Michael and I were chasing an obscure bug the last two days that produced incorrect results in certain side exit conditions when the guard elimination pass was enabled. We ended up changing the side exit code to always re-execute any conditional branch that causes a side exit. This was already the case for implicit conditional checks that are the result of i.e. an array load instruction. If the null check or range check guards fail the instruction is re-executed by the interpreter. For conditional branches we previously simply side exited to the target of the conditonal branch.
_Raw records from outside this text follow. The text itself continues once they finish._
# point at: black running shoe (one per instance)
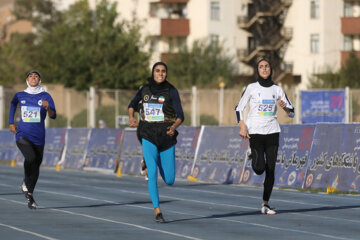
(24, 188)
(31, 202)
(159, 218)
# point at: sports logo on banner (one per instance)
(323, 106)
(221, 155)
(335, 157)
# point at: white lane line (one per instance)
(182, 213)
(28, 232)
(23, 230)
(128, 224)
(102, 219)
(195, 215)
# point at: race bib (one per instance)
(153, 112)
(30, 114)
(267, 107)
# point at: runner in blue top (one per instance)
(34, 103)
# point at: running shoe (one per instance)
(31, 202)
(24, 188)
(266, 209)
(159, 218)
Instead we now always re-executed the conditional branch in question just as we do for loads and other instructions that have an implied check (i.e. null check).
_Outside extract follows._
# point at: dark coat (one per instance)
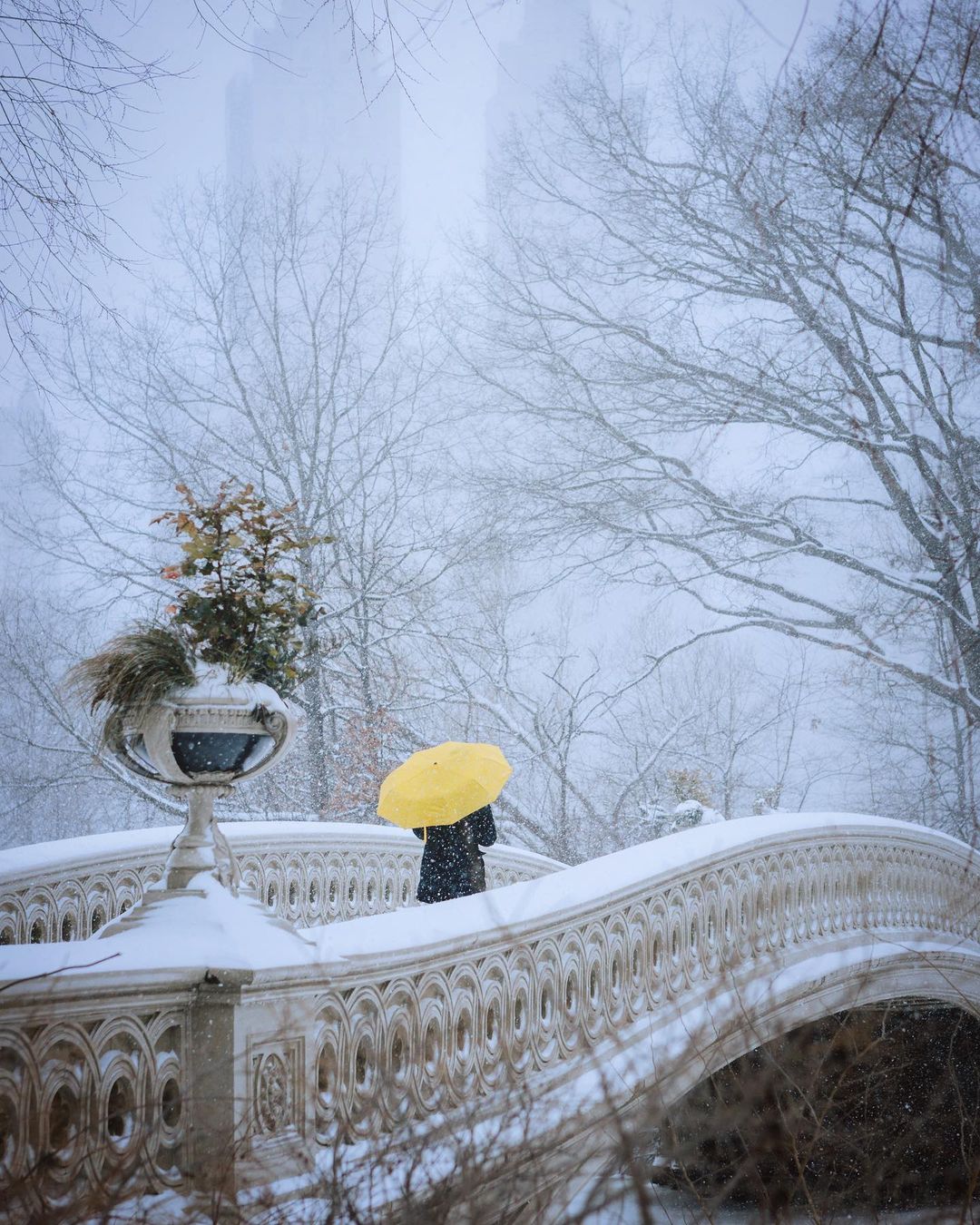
(451, 863)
This is necessary to ensure proper semantics in case we are side-exiting on an optimized guard instruction, i.e. one where we chose a tighter condition that side exits at a condition that might not be given at this guard yet but would be checked further downstream in the trace. A common example is a loop where the loop condition is checked at the end:
a[i++] = ...;
a[i++] = ...;
if i < condition end;
We transform this code to only contain a single guard that will side exit on the first array exit. The interpreter will then execute the remainder of the iteration and exit the loop at the loop condition check. If the array exit were a conditional branch, we previously would have followed it to its target after the side exit, which obviously is wrong, because it still would evaluate to not taken just as the array access here doesn’t throw an exception. We only left the loop premature at this point. By re-executing the instruction we side exit on this issue is resolved and the proper path will be chosen by the interpreter.
Michael also fixed a related problem in the trace recorder. If we exit on a condition prematurely and try to record a new trace, we must not do so if the condition actually evaluates to the same branch direction as the one we just side-exited from (and already recorded previously). New secondary traces are only added if actually a different path is executed.
This also required an implementation fix in the trace recorder, which uses an exception to abort trace recording. If such an abort condition was recognized while re-executing the instruction an exception was thrown after the stack was manipulated by removing the arguments of the conditional branch from the stack. The exception eventually returned execution to the non-recording interpreter, which tried to re-execute the branch and received the wrong operands (which already had been popped of the stack by the recording interpreter).